Make your own Biodiesel Part 2
sterlingqtx706 edited this page 6 days ago


Anybody can make biodiesel. It's easy, you can make it in your cooking area-- and it's BETTER than the petro-diesel fuel the big offer you. Your diesel motor will run much better and last longer on your home-made fuel, and it's much cleaner-- better for the environment and much better for health.

If you make it from used cooking oil it's not just cheap however you'll be recycling a troublesome waste item. Most importantly is the GREAT feeling of liberty, self-reliance and empowerment it will give you. Here's how to do it-- everything you require to understand.

Straight vegetable oil fuel (SVO) systems can be a clean, effective and affordable choice. Unlike biodiesel, with SVO you have to modify the engine. The very best method is to fit a professional singletank SVO system with replacement injectors and glowplugs optimised for veg-oil, along with fuel heating.

With the German Elsbett single-tank SVO system for example you can use petro-diesel, biodiesel or SVO, in any mix. Just start up and go, stop and change off, like any other car. Journey to Forever's Toyota TownAce van uses an Elsbett single-tank system. More

There are also two-tank SVO systems which pre-heat the oil to make it thinner. You need to begin the engine on regular petroleum diesel or biodiesel in one tank and then change to SVO in the other tank when the veg-oil is hot enough, and change back to petro- or biodiesel before you stop the engine, or you'll coke up the injectors.

More info on straight veggie oil systems in my blog site.

3. Biodiesel or SVO?

Biodiesel has some clear benefits over SVO: it works in any diesel, without any conversion or modifications to the engine or the fuel system-- just put it in and go. It also has better cold-weather residential or commercial properties than SVO (but not as good as petro-diesel-- see Using biodiesel in winter). Unlike SVO,

it's backed by numerous long-term tests in lots of nations, consisting of countless miles on the road.

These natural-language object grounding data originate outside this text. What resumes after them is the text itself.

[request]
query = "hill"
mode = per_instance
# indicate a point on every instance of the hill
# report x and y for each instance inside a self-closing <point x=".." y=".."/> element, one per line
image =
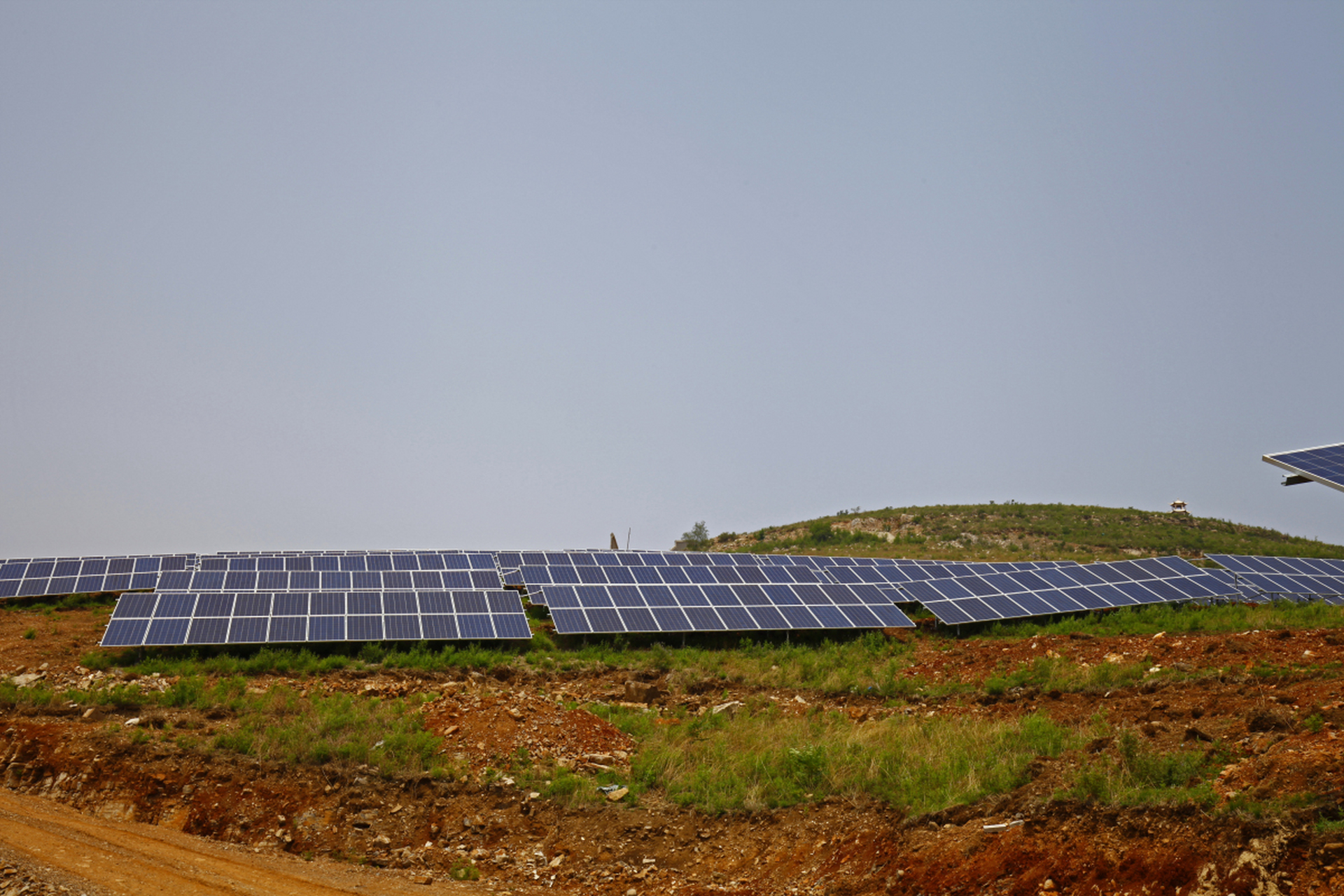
<point x="1021" y="532"/>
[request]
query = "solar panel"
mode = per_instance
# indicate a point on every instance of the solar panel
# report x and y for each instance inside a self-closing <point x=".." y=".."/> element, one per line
<point x="1323" y="464"/>
<point x="991" y="596"/>
<point x="186" y="617"/>
<point x="55" y="577"/>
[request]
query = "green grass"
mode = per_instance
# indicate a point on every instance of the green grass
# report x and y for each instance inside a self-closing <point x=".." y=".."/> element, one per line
<point x="1176" y="620"/>
<point x="765" y="760"/>
<point x="1138" y="774"/>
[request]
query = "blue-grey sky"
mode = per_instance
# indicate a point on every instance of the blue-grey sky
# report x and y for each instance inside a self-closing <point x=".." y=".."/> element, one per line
<point x="522" y="274"/>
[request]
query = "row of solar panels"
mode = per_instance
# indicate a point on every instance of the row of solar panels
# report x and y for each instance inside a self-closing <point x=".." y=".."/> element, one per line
<point x="169" y="618"/>
<point x="643" y="592"/>
<point x="425" y="570"/>
<point x="720" y="608"/>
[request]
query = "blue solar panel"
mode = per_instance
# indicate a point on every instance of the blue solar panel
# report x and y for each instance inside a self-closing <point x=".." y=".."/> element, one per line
<point x="166" y="631"/>
<point x="1063" y="589"/>
<point x="1323" y="464"/>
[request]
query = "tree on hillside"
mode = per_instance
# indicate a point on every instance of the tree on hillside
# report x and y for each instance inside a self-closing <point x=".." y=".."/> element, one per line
<point x="698" y="538"/>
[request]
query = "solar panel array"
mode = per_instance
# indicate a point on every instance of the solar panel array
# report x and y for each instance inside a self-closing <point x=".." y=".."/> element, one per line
<point x="1259" y="578"/>
<point x="1323" y="464"/>
<point x="988" y="596"/>
<point x="200" y="618"/>
<point x="398" y="596"/>
<point x="39" y="577"/>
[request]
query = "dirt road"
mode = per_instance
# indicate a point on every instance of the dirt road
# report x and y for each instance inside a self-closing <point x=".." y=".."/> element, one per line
<point x="127" y="858"/>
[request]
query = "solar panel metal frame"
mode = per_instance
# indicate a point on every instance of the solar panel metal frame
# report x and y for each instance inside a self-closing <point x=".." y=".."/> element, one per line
<point x="1323" y="464"/>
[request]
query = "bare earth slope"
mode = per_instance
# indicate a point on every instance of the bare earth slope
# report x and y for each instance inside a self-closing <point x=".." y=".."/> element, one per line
<point x="85" y="806"/>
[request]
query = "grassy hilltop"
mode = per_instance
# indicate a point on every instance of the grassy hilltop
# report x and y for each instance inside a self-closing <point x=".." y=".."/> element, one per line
<point x="1021" y="532"/>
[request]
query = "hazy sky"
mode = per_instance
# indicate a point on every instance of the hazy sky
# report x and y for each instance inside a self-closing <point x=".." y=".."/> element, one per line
<point x="488" y="276"/>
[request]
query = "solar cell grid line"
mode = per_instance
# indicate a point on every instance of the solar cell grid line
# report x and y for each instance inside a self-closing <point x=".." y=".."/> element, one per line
<point x="1049" y="590"/>
<point x="715" y="608"/>
<point x="171" y="618"/>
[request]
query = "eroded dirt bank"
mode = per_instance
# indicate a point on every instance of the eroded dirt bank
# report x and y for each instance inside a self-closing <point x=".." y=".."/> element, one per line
<point x="414" y="832"/>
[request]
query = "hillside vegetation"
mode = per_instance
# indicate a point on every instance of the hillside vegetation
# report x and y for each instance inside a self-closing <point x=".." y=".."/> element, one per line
<point x="1021" y="532"/>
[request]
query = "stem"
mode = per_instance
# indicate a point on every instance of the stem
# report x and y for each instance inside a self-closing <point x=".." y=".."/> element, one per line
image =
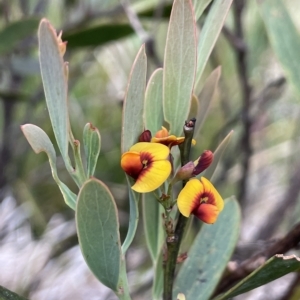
<point x="173" y="242"/>
<point x="123" y="289"/>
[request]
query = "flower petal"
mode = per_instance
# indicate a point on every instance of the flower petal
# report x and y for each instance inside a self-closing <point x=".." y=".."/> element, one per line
<point x="131" y="163"/>
<point x="189" y="197"/>
<point x="156" y="151"/>
<point x="207" y="213"/>
<point x="153" y="176"/>
<point x="162" y="133"/>
<point x="208" y="187"/>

Biodiesel is a clean, safe, ready-to-use, alternative fuel, whereas it's reasonable to state that many SVO systems are still speculative and require further development.

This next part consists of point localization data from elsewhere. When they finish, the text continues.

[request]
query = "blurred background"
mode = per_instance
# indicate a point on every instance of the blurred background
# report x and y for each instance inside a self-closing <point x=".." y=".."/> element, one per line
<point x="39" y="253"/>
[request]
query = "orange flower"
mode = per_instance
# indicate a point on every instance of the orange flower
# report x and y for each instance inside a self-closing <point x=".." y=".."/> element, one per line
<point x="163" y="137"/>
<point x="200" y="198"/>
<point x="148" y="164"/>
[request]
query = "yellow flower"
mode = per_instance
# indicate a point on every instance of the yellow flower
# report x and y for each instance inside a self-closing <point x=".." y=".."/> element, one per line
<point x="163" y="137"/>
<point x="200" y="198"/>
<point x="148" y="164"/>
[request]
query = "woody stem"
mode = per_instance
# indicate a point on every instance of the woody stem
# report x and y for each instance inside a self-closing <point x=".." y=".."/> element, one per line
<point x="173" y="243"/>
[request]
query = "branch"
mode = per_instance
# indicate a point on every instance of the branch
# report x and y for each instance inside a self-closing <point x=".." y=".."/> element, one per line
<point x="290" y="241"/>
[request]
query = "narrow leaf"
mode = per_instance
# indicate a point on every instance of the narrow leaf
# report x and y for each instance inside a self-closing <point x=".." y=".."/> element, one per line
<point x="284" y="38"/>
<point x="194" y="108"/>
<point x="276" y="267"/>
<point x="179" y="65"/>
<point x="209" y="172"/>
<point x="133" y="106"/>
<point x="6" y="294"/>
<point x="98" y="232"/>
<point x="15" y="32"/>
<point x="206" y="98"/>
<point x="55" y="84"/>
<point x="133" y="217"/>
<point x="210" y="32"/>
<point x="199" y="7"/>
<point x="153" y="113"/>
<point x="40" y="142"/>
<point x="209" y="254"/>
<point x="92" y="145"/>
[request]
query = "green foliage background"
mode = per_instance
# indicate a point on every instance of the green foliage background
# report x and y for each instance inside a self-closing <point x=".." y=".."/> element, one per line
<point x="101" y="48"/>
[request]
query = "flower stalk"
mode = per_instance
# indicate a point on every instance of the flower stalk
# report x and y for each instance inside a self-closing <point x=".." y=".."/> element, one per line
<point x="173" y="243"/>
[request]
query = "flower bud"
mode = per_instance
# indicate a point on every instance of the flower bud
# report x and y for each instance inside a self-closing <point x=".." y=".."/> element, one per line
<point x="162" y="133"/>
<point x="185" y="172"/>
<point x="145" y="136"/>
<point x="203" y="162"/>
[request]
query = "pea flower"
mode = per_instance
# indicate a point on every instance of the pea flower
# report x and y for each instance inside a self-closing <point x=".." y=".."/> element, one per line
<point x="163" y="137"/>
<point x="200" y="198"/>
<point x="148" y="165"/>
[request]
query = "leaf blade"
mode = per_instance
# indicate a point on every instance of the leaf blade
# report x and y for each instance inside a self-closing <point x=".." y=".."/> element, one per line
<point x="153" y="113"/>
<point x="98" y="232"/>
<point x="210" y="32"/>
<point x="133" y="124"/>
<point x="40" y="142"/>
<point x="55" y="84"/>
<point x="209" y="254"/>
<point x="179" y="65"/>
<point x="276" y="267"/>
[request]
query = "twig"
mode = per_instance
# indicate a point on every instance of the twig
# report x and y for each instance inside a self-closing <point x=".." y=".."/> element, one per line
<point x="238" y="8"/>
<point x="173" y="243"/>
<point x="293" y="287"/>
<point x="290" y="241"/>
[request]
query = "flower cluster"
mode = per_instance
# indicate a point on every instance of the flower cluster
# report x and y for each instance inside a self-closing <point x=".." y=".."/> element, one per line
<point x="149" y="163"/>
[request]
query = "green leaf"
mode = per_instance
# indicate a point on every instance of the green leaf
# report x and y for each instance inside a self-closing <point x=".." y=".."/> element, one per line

On the other hand, biodiesel can be more pricey, depending how much you make, what you make it from and whether you're comparing it with brand-new oil or used oil (and depending upon where you live). And unlike SVO, it has to be processed initially.

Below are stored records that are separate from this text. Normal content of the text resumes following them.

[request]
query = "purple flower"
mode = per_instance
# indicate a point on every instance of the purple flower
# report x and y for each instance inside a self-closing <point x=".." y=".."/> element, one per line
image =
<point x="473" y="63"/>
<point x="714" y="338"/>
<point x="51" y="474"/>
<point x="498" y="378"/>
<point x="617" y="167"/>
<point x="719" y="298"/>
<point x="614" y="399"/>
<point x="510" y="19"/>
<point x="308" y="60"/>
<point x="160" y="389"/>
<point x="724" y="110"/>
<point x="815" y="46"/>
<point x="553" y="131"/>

But the big and rapidly growing worldwide band of homebrewers don't mind-- they make a supply each week or when a month and soon get used to it. Many have actually been doing it for several years.

Anyway you have to process SVO too, particularly WVO (waste veggie oil, used, prepared), which many individuals with SVO systems utilize due to the fact that it's cheap or free for the taking. With WVO food particles and pollutants and water need to be removed, and it probably ought to be deacidified too. Biodieselers say, "If I'm going to need to do all that I might also make biodiesel rather." But SVO types discount that-- it's much less processing than making biodiesel, they state. To each his own.